でも心春が、仮に本当に生きていたとしても、そんなに早く妊娠して出産できるはずがない。さっきの女の子は2、3歳くらいに見えたのに!
「ごめん、さっきは……見間違えたみたい」山本綾音はため息をつきながら言った。
その時、近くの角で、小さな女の子が周りを興味深そうに見回していた。「ここがママが昔住んでいた場所なんだね」
「そうよ、ママはこの街に住んでいたの。これからは展志ちゃんもママと一緒にここに住むのよ」仁藤心春は頭を下げ、優しい表情で女の子を見つめた。

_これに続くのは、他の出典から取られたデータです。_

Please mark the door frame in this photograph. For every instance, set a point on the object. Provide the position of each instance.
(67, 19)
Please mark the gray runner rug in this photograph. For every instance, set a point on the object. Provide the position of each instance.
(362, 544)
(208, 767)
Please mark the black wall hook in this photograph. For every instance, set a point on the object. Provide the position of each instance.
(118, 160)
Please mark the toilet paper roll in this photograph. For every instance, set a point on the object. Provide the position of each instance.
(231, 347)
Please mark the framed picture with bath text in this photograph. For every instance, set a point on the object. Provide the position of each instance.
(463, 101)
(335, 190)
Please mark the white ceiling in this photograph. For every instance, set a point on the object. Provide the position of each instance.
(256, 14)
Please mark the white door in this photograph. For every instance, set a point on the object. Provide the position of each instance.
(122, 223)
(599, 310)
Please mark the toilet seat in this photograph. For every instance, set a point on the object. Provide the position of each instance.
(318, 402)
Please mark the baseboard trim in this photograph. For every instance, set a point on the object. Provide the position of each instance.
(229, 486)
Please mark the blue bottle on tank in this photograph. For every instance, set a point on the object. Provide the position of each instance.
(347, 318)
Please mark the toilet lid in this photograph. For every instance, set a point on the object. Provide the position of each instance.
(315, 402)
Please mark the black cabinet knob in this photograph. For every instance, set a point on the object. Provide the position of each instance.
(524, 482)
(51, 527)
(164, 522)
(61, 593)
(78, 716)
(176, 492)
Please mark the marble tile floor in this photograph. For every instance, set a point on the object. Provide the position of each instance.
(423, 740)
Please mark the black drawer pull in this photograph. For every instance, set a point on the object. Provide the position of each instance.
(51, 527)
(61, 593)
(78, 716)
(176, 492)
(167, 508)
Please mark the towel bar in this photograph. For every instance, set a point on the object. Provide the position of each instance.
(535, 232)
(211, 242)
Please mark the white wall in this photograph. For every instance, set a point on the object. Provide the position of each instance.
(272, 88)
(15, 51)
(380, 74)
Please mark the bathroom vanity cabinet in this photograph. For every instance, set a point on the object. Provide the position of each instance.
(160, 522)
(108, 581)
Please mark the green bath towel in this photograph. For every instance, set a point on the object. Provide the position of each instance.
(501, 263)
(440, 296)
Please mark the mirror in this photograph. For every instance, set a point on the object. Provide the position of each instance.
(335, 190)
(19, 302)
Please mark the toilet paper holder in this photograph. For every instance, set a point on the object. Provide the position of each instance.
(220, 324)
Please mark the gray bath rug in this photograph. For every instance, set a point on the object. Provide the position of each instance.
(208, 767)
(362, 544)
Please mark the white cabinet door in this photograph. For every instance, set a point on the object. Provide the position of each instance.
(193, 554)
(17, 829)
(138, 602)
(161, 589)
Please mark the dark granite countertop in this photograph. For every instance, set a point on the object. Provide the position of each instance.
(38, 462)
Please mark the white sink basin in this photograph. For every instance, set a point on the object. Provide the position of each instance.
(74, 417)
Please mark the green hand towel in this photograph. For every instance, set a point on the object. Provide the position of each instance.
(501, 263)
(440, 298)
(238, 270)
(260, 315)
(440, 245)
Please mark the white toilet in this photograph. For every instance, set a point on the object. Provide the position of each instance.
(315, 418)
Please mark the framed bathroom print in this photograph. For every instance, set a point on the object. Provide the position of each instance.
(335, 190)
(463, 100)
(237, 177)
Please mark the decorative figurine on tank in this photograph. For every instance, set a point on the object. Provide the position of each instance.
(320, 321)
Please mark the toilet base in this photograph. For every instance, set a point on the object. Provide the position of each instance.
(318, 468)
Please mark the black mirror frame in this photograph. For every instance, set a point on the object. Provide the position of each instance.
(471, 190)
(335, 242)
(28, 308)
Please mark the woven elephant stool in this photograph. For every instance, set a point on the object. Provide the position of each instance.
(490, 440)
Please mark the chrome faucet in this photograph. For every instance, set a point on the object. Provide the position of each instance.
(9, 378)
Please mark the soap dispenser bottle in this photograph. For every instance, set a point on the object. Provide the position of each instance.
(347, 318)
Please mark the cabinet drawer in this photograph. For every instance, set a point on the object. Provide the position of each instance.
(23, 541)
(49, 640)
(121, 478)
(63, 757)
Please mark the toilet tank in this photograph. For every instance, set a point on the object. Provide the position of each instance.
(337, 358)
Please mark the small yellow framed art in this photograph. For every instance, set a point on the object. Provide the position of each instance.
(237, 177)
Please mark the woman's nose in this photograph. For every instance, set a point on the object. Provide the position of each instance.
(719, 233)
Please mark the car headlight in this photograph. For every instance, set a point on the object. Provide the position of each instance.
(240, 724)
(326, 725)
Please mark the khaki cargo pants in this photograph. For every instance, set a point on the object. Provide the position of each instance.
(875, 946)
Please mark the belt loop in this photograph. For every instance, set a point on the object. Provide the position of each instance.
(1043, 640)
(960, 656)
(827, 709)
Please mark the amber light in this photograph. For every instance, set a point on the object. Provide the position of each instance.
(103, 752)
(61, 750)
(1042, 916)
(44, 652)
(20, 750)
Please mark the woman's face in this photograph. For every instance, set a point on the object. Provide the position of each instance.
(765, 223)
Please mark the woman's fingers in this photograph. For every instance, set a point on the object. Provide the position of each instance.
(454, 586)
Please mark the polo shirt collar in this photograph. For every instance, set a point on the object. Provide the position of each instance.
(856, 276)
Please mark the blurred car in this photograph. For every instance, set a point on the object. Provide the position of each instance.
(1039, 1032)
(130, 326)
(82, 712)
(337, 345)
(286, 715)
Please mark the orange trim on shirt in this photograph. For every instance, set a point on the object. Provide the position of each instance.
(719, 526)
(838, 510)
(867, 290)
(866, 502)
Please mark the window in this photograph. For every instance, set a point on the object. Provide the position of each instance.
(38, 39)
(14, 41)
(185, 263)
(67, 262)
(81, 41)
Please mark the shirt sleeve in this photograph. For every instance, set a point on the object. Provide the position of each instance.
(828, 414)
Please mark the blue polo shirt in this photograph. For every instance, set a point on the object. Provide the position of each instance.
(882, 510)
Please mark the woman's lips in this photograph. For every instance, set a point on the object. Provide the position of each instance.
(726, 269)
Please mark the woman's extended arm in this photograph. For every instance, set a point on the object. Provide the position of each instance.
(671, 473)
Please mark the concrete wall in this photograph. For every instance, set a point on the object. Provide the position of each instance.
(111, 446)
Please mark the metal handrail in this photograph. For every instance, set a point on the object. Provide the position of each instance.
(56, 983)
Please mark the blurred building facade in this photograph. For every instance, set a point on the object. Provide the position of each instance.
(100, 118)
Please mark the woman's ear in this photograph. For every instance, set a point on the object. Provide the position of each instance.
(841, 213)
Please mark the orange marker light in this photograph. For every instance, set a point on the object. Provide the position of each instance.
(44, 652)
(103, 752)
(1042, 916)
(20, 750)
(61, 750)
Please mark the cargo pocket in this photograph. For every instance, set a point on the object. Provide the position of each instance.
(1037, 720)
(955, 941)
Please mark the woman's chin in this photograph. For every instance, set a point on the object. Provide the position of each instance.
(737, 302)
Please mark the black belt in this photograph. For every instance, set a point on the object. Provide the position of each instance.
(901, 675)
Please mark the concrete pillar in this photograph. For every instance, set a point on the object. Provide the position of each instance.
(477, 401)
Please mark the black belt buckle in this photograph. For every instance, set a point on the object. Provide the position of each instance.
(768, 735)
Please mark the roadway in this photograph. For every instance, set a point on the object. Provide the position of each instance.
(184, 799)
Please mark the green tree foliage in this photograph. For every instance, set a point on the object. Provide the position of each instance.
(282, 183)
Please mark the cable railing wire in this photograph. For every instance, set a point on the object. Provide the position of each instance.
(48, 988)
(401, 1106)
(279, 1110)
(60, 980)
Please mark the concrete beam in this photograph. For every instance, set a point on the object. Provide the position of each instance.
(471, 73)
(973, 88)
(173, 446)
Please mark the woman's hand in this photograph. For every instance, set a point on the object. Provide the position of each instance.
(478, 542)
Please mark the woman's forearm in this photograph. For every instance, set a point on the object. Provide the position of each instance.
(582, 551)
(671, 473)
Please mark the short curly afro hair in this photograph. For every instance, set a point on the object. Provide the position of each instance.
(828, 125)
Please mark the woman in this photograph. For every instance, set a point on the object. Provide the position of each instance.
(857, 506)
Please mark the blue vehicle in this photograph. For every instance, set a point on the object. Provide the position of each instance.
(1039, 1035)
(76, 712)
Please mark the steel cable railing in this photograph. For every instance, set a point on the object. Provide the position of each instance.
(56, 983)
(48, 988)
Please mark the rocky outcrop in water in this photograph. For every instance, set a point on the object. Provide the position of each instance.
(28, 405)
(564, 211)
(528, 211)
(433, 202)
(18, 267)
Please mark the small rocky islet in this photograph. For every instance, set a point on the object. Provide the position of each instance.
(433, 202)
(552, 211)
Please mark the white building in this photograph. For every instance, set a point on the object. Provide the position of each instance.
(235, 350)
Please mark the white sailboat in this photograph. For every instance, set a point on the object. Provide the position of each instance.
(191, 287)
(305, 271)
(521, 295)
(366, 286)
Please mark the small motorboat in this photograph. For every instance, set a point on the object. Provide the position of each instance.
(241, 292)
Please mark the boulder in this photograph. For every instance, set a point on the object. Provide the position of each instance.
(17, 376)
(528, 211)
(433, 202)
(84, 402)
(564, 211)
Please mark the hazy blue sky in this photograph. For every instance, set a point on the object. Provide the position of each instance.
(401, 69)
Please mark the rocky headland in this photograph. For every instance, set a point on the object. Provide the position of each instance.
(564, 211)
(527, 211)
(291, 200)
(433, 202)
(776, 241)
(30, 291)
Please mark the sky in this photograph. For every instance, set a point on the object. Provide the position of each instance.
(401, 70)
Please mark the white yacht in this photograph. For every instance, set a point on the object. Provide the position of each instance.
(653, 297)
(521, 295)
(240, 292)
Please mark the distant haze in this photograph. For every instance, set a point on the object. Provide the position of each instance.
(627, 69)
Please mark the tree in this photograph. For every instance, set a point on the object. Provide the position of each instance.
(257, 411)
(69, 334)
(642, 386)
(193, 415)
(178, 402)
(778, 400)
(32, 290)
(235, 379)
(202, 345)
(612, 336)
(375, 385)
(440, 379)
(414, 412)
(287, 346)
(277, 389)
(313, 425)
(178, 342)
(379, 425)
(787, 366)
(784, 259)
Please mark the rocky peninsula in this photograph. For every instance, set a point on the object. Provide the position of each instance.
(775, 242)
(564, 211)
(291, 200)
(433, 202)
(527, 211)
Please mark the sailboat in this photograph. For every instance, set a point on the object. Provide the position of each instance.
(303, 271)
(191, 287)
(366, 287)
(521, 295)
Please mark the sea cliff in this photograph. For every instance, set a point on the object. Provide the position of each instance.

「うん!展志ちゃん、ここ好き!展志ちゃんと同じ髪の色と目の色の人がいっぱいいるね。展志ちゃん、ここでたくさんお友達作りたい」小さな女の子が言った。
仁藤心春は微笑んで、「そうね、展志ちゃんはきっとたくさんお友達ができるわ!」
そう言いながら、娘を抱き上げ、娘の柔らかい頬にキスをして、かつて馴染みのあった通りを見つめた。
ついに……彼女はこの街に戻ってきた。
そして昔の人たちとも……いつか再会することになるだろう……
————
山本綾音は温井澄蓮と別れた後、スタジオに立ち寄った。以前、心春が失踪した後、彼女は携帯やカメラに保存していた友人の写真を全て印刷し、アルバムにまとめていた。
そして今日、心春に似た姿を見かけたことで、突然そのアルバムをもう一度見たくなった。
心春を待つ日々があまりに長くなって、心春の顔を忘れてしまうことが怖かったのだ!
アルバムをスタジオから持ち出した後、車を運転して自分のマンションに戻った。